The Crown Lynn collection at Te Toi Uku includes examples of most types of ceramics produced by Crown Lynn over its 40 year history, as well as tools and machinery involved in its manufacture, and an archive of documents, photographs and designs relating to the company.
The collection of objects spans from the 1940s to the 1980s and clearly demonstrates the advances in manufacturing techniques developed by Crown Lynn over that period as well as changes in fashion and design.
The Crown Lynn archive provides invaluable information relating to New Zealand business history, ceramics production, design, and social history of West Auckland.
The archive consists of photographs, log books, design award entries, transfers, and artworks relating to the rich history of the company. Only a small number of archives are catalogued and viewable online, this work is ongoing.
Clay-based industries and arts have been part of the West Auckland community since the mid-19th century. Clayworks first started appearing in West Auckland in the 1850s along the Whau River.
The abundance of clay, and the short distance by boat to burgeoning Auckland made West Auckland the ideal place to set up business.
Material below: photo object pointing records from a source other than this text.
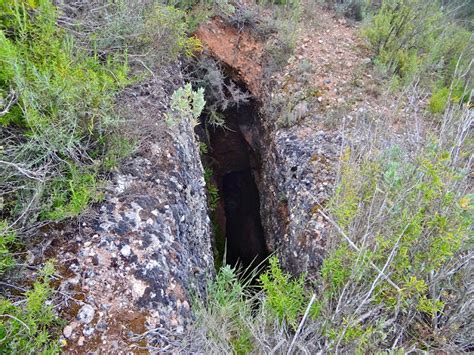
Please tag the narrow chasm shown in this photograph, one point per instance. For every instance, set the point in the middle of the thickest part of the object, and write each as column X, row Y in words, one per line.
column 234, row 159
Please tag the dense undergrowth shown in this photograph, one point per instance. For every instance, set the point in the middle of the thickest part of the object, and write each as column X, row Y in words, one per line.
column 397, row 272
column 397, row 276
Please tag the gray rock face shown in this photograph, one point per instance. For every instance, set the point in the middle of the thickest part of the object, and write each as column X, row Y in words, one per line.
column 148, row 244
column 298, row 175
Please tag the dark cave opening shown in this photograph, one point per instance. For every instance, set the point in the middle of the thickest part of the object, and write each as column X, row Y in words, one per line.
column 234, row 159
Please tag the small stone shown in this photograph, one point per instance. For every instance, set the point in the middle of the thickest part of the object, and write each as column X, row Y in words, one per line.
column 366, row 61
column 67, row 331
column 126, row 251
column 88, row 331
column 86, row 314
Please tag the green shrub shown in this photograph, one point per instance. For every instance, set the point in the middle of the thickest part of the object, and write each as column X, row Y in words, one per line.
column 7, row 240
column 417, row 37
column 64, row 101
column 30, row 326
column 286, row 298
column 439, row 100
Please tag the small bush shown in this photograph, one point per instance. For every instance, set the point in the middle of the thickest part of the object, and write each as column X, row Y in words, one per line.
column 285, row 298
column 30, row 326
column 64, row 100
column 417, row 37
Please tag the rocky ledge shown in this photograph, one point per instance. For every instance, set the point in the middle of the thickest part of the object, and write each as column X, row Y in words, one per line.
column 130, row 265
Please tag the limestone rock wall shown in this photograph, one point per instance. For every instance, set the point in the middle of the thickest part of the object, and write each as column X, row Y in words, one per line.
column 134, row 261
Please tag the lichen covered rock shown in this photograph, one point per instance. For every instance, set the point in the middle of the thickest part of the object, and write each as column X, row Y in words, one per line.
column 135, row 260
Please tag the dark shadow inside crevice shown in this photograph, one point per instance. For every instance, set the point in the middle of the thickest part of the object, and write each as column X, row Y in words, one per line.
column 234, row 157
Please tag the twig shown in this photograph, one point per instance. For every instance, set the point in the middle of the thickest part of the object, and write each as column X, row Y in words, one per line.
column 351, row 243
column 301, row 323
column 18, row 320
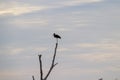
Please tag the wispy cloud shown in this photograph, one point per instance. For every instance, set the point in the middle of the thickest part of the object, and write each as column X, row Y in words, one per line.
column 15, row 8
column 11, row 50
column 98, row 57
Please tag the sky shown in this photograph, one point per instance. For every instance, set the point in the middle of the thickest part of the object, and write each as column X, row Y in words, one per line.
column 89, row 48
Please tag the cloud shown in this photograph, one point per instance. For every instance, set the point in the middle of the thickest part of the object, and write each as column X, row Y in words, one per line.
column 98, row 57
column 26, row 23
column 16, row 9
column 11, row 50
column 77, row 2
column 111, row 45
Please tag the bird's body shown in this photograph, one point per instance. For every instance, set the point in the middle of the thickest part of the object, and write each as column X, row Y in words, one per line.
column 56, row 36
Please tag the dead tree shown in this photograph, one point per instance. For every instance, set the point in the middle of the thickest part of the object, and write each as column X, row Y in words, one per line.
column 53, row 64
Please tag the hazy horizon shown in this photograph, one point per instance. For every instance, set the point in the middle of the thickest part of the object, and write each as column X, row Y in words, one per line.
column 90, row 44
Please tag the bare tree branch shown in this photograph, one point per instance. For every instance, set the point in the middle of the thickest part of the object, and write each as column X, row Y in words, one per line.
column 53, row 62
column 33, row 77
column 41, row 71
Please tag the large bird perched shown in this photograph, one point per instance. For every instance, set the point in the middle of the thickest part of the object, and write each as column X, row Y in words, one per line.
column 56, row 36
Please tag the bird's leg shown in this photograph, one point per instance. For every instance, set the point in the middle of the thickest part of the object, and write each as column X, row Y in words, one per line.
column 57, row 40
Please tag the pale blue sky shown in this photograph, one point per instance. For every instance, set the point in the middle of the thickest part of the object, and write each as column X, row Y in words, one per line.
column 90, row 44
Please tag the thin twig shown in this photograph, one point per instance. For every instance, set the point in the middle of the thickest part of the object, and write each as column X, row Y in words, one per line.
column 41, row 72
column 53, row 63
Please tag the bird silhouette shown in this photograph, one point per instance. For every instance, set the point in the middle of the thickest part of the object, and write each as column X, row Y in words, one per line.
column 56, row 36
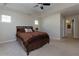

Te Toi Uku’s collection has grown to include heavy clay objects and machinery from the wider Auckland region, including a large collection of historic bricks from the collection of J.T Diamond, a prominent Auckland historian.
Te Toi Uku actively collects Auckland and New Zealand based commercial ceramics that complement the broader collection; and has recently acquired a large collection of ceramics from the Studio Ceramics Limited factory (1992-2017) which was setup by ex-Crown Lynn employees.
Te Toi Uku Museum is administered by the Portage Ceramics Trust, with the support of the Auckland Council through the Whau Local Board.